Saturday 11 June 2016

Vaguely connected tangents

In my first entry last October I said I would only keep this blog updated if I had things to say, which is why it's largely fallen silent as time has moved on. Since crossing the halfway mark I've been far more aware of time passing, and my desire for it to pass. In a lot of ways I feel like by the time I was maybe five months into the year here I had gained as many insights into Korea as I was going to get, or maybe even wanted.  In the run up to coming here, when I spoke to ex-TEFLers who had lived in Korea, boredom was often cited as one of the reasons they left, and while weekends are fine (and of course, too short), midweek boredom is certainly a factor, when not only is your job pretty unsatisfying but you can't have a proper chat with anyone at work, ever, because you're the only one there who really speaks English.
Some of the taekwondo crew not doing taekwondo
My parents came all the way across the world to visit last weekend, which was a good chance to reflect on everything that the year here has and has not been, as well as a chance to do some sightseeing in Seoul and treat them to the weird Korean experience. It was probably the first time I felt like I properly cleared my head of work and nonsense since coming here, given that 8 of my 10 annual vacation days are yet to come. Now would be the perfect time to post a photo of them passed out after a long day sightseeing, but they'll kill me. Instead here's one of us at Korean barbecue.

The pointlessness of my job
I'm not sure how much I've explained about my job, but essentially I'm not a teacher. Hagwons (one last time, that means private after-school English academies) employ at least one native English speaker because parents will pay more to know their kids are learning from a native. The trouble is, while my boss knows she needs me, she's at a loss about what to actually do with me. The school focuses on prepping the kids for exams which are 100% written exams, so what use is a teacher whose main asset is native pronunciation, when they never get tested on it? Because we can't speak (much) Korean and certainly can't teach through it, we've been assigned the made-up and poorly thought-out role of "Speaking Teacher", which is essentially an excuse not to give us books, and they tell us to come up with a topic for presentation class after class for the week. It's mind-numbing, it's pointless, the students learn nothing and there's no progression from week to week. It's not teaching, but I've learned here that making suggestions as to how things can be improved is akin to openly saying you think management is shoddy, and you're best to keep your mouth shut and wait for your contract to end. I've met people who described their TEFL jobs in Vietnam as being "the white face of the school", and that's a pretty good description of what I am.
"It's too fucking hot in summer for those white suits", quoth my trainer, "so we'll buy tracksuits and tie our belts around them,"

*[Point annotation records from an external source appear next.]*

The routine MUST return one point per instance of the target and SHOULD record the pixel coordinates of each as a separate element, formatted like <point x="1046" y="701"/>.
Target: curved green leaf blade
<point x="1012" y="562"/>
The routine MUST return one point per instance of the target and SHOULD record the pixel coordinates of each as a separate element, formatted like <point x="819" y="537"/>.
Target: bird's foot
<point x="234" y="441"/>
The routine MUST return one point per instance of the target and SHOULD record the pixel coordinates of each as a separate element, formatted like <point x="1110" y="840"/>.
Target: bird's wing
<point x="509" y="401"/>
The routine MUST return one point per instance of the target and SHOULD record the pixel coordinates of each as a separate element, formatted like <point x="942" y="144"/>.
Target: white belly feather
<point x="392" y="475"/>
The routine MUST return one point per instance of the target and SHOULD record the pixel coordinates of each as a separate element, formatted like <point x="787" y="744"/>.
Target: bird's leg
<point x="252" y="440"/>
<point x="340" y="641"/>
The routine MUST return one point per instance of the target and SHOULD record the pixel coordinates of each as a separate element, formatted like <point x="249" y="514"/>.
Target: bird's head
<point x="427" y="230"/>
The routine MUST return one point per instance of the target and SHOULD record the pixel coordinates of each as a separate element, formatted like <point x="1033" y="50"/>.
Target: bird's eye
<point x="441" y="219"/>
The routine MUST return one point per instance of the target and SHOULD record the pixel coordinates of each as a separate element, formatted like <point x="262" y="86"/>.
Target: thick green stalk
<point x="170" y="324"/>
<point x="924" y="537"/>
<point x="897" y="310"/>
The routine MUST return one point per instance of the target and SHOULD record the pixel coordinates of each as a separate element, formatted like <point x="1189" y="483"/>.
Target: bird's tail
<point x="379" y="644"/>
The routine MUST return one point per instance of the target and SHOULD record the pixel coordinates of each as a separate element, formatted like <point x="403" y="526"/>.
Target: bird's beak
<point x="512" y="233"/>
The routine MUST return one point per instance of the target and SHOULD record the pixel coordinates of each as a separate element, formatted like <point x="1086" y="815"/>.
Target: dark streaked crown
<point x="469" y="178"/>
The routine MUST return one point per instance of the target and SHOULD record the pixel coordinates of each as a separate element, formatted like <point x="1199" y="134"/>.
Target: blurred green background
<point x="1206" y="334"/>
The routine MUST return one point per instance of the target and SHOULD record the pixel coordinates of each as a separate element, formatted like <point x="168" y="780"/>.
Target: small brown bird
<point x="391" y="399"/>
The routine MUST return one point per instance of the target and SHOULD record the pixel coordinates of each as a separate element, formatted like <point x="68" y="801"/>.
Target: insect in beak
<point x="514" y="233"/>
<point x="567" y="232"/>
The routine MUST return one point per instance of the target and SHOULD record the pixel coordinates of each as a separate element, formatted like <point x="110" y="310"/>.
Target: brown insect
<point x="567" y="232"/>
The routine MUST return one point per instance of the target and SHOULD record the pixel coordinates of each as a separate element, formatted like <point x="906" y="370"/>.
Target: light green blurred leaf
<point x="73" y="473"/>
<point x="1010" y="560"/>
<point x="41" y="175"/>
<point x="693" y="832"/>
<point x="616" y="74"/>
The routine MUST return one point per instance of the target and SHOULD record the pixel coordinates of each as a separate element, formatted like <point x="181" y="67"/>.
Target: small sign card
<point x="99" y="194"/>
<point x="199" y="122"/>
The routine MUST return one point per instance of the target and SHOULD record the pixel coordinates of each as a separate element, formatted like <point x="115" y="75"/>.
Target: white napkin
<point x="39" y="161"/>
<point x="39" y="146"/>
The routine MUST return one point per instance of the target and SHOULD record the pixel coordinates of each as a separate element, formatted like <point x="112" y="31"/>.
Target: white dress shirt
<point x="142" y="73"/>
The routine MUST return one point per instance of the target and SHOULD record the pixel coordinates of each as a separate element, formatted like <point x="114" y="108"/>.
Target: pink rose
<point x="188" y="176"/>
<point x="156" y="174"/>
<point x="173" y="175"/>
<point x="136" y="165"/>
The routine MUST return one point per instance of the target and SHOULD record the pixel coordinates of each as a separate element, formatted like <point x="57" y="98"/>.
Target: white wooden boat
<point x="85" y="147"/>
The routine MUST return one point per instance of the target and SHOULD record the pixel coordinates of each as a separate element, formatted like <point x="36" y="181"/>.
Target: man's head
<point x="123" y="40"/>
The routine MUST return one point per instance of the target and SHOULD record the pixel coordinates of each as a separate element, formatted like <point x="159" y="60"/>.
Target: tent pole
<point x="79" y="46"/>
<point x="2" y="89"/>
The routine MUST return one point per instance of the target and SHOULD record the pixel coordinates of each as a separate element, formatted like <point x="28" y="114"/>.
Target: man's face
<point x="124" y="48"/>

Time is Running Out/"I'm Moving to Busan"
Tomorrow I start skype interviews at work for the person who will replace me come Halloween. I guess I have to strike a balance between honesty and not scaring away applicants who might want a more authentic teaching job, or a more exciting town. The best thing about teaching in Spain was that I was able to choose a place, move there and find a job. In Korea though, it's completely out of your hands, especially if you work in public school, though my recruiter intentionally kept me in the dark about job offers in the hope that I would jump at the first one I got. While I was sold the idea that I was basically in Seoul (not quite), another teacher in my town was told we were very close to a surf beach (absolutely not). Recruiters have a tendency to lie. All this lack of choice usually leads to people trying to move south in their second year, and shouts of "I'm moving to Busan" are cropping up again - Busan is a city on the south coast, milder weather, a beach and a more liberal attitude by Korean standards, and also where I initially applied for, but had no luck.
That's all, folks
Really, that's all I've got. Since coming here I've covered work culture, the school system, hierarchies, alcoholism, my inability to relate to natives, the depths of winter, the pleasantries of spring, too many taekwondo and peace-sign photos, too many self-important moans about work, the border with the North, the great food, among other things. I'm happy to share my own experiences here as long as they remain fresh, and I can supplement them with anecdotes on the differences with life as I knew it before being in Asia, but I think the well may have run dry for now. There'll probably be a couple of musings as my departure draws nearer, but for now I think I'll fall quiet for a bit.
Still working my way through the Westlife haircuts though.